Data Security KPI's have become a Benchmark in Measuring Compliance Effectiveness
Key performance indicators (KPI) are a quantifiable metric that measures how much a company is achieving its key objectives. With the advent of information technology, companies rely more on data today. The data analysis helps a company to achieve its objectives. Predictive analysis of the existing data helps a company to make informed decisions for future goals. Measurement of the effectiveness of compliance is largely based on how well the data of the company is protected. KPIs provide qualitative and quantitative indicators which help the management of the company to make informed decisions. Remote storage of a company’s data and reliance on technology has made a company wary of a possible data breach. Third-party vendors also have a company’s data which makes the security more fragile.
Companies should review their data protection program regularly and keep innovating new ideas to stop any malicious activity. The different department need a different level of data security so the companies should set objectives for various departments. Assessing the risks is the key to data security. The companies should also verify the source of their information and the place where this information is stored. KPI’s also helps companies to understand a possible threat to specific data sets.
The metrics of data security KPI to establish compliance is as follows:
Mean Time between Failures (MTBF): MTBF is the number of days a company has gone without system failure. This figure should be high for an effective KPI.
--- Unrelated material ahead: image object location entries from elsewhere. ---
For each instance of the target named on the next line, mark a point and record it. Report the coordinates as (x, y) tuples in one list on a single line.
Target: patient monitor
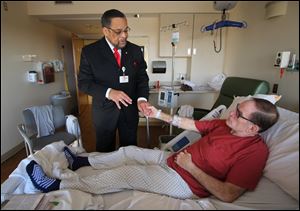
[(167, 98)]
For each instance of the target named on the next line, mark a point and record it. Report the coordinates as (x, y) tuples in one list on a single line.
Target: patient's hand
[(184, 160), (153, 112)]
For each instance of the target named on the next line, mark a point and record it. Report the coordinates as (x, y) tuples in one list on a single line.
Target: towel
[(43, 117)]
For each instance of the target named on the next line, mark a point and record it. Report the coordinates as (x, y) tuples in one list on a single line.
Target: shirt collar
[(111, 46)]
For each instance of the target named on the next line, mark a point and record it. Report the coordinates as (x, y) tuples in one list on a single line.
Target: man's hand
[(119, 96), (153, 112), (184, 160), (143, 107)]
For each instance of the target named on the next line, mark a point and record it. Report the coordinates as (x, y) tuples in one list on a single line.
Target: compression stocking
[(40, 180)]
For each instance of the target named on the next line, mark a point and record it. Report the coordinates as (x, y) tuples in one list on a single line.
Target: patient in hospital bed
[(228, 160)]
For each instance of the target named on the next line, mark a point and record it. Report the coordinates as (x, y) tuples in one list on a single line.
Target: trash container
[(164, 139), (64, 99)]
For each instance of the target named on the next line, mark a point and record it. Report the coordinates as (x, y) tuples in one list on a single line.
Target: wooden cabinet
[(185, 29)]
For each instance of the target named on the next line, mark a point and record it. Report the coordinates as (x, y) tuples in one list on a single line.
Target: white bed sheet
[(266, 196)]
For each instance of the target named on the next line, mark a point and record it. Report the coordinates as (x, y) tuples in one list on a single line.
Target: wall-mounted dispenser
[(32, 76), (159, 66), (282, 59)]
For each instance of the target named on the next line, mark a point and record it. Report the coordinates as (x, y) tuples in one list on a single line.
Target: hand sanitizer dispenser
[(282, 59)]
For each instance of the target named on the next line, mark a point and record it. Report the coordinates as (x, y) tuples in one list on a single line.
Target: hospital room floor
[(89, 141)]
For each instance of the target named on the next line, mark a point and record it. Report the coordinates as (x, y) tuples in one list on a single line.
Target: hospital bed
[(277, 189)]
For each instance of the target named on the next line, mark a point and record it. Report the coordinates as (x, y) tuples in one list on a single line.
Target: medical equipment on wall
[(222, 6), (168, 98), (282, 61), (32, 76)]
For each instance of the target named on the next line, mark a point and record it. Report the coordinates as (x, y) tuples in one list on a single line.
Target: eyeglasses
[(119, 31), (239, 114)]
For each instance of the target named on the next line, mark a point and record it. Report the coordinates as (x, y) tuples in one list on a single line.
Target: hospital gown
[(131, 168)]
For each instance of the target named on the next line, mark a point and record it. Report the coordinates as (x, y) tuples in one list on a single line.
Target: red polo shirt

Mean Time to Repair (MTTR): MTTR is the mean number of hours a company takes to fix a particular problem and get the system back in working condition. This time should not be long for an impressive KPI.
The difference in MBTF: If only a few systems pose data failure then remedial actions should be taken to secure those systems.
The companies should invest in the appropriate software security tools according to their requirement in data protection. Financial institutions are prone to data breaches as they have a customer’s financial data. These institutions should invest in proper software tools to ensure a customer’s data is protected. Also, a better data protection tool enables IT teams and the management to communicate faster and avoid any possible data breach.